Our home on Waldo Avenue had access to excellent Public Service bus service.  One block west was the No. 82 Watsessing bus to Bloomfield Center.  We took this bus to Bloomfield Senior High School.  Our regular winter driver purposely refused to allow the engine to shift into second gear.  This allowed the engine to operate at maximum revolutions and consequently provided more heat for driver and passengers...  At the end of the block to the east was the No. 90 Grove Street Crosstown bus.  I took this line on my first date to a movie theater in East Orange with neighbor, Kathy Riccardi.  Sometimes Yellow Coach Model 733 buses were operated on this route.  They were unique in that they had a seat above the front wheel, forward of the front door - perfect for youngsters to see out front as well as to observe the skills of the bus driver.  And, I distinctly remember riding in that seat!   

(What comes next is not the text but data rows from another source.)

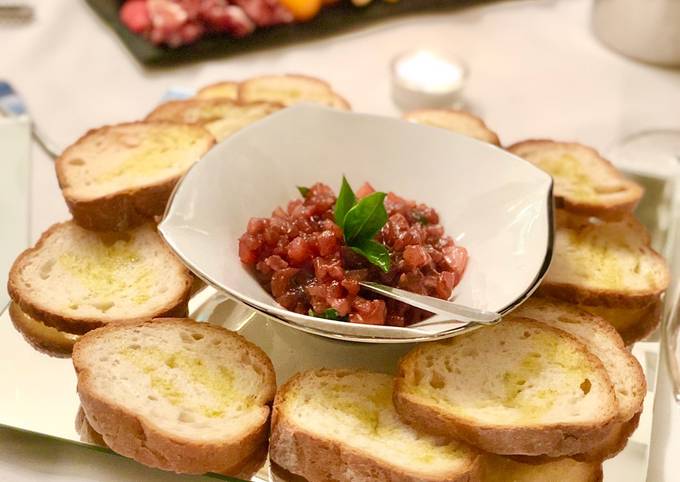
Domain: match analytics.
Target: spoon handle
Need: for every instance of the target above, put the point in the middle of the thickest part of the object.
(435, 305)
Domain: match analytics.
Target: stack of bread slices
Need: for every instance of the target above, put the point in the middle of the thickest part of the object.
(108, 264)
(548, 394)
(603, 262)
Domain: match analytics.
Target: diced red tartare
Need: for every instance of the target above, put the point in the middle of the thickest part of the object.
(300, 257)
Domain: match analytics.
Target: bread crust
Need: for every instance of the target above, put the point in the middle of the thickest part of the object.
(604, 209)
(177, 307)
(244, 470)
(638, 330)
(610, 298)
(491, 136)
(43, 338)
(201, 93)
(629, 411)
(132, 435)
(315, 458)
(609, 449)
(126, 208)
(554, 440)
(160, 112)
(243, 88)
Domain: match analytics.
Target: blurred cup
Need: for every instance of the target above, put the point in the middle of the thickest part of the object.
(646, 30)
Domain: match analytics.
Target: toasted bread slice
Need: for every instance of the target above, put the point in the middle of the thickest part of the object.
(43, 338)
(221, 117)
(519, 387)
(633, 324)
(118, 177)
(611, 447)
(176, 394)
(604, 264)
(454, 120)
(87, 434)
(603, 341)
(289, 90)
(585, 182)
(244, 470)
(503, 469)
(224, 90)
(341, 425)
(77, 280)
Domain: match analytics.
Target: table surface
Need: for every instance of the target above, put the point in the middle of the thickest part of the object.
(536, 71)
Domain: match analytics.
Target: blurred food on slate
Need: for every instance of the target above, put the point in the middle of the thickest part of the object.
(179, 22)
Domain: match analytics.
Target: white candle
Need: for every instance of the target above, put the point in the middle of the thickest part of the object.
(426, 78)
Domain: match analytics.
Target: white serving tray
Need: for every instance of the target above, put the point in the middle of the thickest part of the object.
(39, 391)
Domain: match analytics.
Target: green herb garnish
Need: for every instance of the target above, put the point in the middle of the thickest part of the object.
(329, 314)
(303, 191)
(375, 252)
(360, 222)
(365, 219)
(346, 199)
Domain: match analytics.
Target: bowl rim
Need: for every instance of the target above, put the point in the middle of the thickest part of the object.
(279, 313)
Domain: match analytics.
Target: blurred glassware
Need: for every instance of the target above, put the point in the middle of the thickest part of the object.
(644, 30)
(12, 105)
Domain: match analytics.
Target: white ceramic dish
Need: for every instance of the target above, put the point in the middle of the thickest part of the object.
(495, 204)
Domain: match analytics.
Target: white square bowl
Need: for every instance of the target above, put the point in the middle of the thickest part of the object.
(496, 205)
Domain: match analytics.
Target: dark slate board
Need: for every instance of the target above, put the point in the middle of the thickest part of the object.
(339, 18)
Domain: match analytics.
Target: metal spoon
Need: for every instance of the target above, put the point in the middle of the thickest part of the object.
(435, 305)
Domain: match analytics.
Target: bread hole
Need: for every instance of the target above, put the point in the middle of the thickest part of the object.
(470, 352)
(111, 237)
(46, 269)
(103, 306)
(437, 380)
(611, 189)
(186, 417)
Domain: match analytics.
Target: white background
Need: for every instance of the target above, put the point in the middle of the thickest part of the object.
(536, 71)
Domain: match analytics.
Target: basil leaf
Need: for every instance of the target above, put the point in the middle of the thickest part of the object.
(329, 314)
(346, 199)
(365, 219)
(303, 191)
(374, 252)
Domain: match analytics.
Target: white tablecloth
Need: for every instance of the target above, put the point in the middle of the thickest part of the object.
(536, 71)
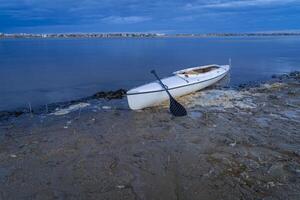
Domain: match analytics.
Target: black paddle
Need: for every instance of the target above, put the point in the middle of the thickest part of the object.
(175, 108)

Many years later the author secured one of this 1937 Model 733 bus from Lancaster, Ohio.  It was brought to the back yard of 98 Waldo Avenue for restoration work and cosmetic painting into the Public Service two-tone yellow scheme.  When the work was completed it was driven from there to one of the NJ Transit Hoboken Festivals for display.  It was also driven from Waldo to a Whippany Railway Museum festival and back.  The little “Mickey Mouse” bus was finally driven from Bloomfield to the dormant Lake Street bus garage for storage.  After it departed, Mom admitted that she missed it...  But, when part of the Lake Street garage roof collapsed, the bus was trucked to Phillipsburg where it  resided for many years.  Also at Phillipsburg is the oldest surviving bus on this planet with a Public Service pedigree.  It is a 1936 model 733 which was acquired at Watertown, NY and trucked south.  This bus, unlike the one from Lancaster, Ohio, had the extra seat up front by the driver and the manual door operating lever on the left side of the driver.  It is owned by the Friends of the NJ Transportation Heritage Center, is stored outside, has been severely vandalized, and is considered a “basket case”.

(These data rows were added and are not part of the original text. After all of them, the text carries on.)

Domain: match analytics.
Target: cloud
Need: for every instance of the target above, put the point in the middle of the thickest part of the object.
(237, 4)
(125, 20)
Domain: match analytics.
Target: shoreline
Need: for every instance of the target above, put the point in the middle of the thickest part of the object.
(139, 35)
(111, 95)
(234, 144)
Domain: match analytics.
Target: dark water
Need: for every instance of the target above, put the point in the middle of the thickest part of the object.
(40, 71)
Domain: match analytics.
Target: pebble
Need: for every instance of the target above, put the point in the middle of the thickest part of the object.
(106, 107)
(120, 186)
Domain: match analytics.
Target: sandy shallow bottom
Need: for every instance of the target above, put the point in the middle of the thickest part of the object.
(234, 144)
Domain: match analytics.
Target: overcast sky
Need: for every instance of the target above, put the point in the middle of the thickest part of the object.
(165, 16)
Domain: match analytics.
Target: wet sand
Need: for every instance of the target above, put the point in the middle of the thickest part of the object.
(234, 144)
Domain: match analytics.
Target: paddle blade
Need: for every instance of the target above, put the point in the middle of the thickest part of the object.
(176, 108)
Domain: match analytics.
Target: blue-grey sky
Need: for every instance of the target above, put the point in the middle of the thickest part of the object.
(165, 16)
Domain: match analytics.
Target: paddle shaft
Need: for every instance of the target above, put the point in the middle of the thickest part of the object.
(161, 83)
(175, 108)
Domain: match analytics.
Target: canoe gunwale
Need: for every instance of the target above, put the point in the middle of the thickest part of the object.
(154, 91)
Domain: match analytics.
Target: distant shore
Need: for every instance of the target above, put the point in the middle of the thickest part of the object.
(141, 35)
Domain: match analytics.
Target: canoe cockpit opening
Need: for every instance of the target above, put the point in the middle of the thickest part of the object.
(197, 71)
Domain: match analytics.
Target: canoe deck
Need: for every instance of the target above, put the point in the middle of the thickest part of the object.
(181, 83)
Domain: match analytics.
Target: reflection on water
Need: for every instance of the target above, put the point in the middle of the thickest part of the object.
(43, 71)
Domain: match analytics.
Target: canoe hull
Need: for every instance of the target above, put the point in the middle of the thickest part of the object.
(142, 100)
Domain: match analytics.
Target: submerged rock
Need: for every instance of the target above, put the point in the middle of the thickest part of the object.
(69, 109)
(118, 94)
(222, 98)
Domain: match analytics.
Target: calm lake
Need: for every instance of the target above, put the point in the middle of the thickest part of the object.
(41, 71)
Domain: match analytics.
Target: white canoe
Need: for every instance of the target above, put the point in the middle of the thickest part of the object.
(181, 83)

Late in 2017, the Friends 1937 Yellow Coach model 733 bus  No. 5496 (one number higher than PS buses of that model because this bus came from Lancaster OH) was moved from Phillipsburg to East Coast Bus Repair at South Amboy  for restoration and repainting.  It has been fitted with the front “jump” seat with original PS black seat covering from the 1936 model 733  that is beyond any hope of restoration.  It also has the original front bumper from the 1936 model.  The restoration work is being funded by Liberty Historic Railway, of which McKelvey is chairman and founder.  When completed it will become part of the Friends historic bus and coach collection at Lakewood.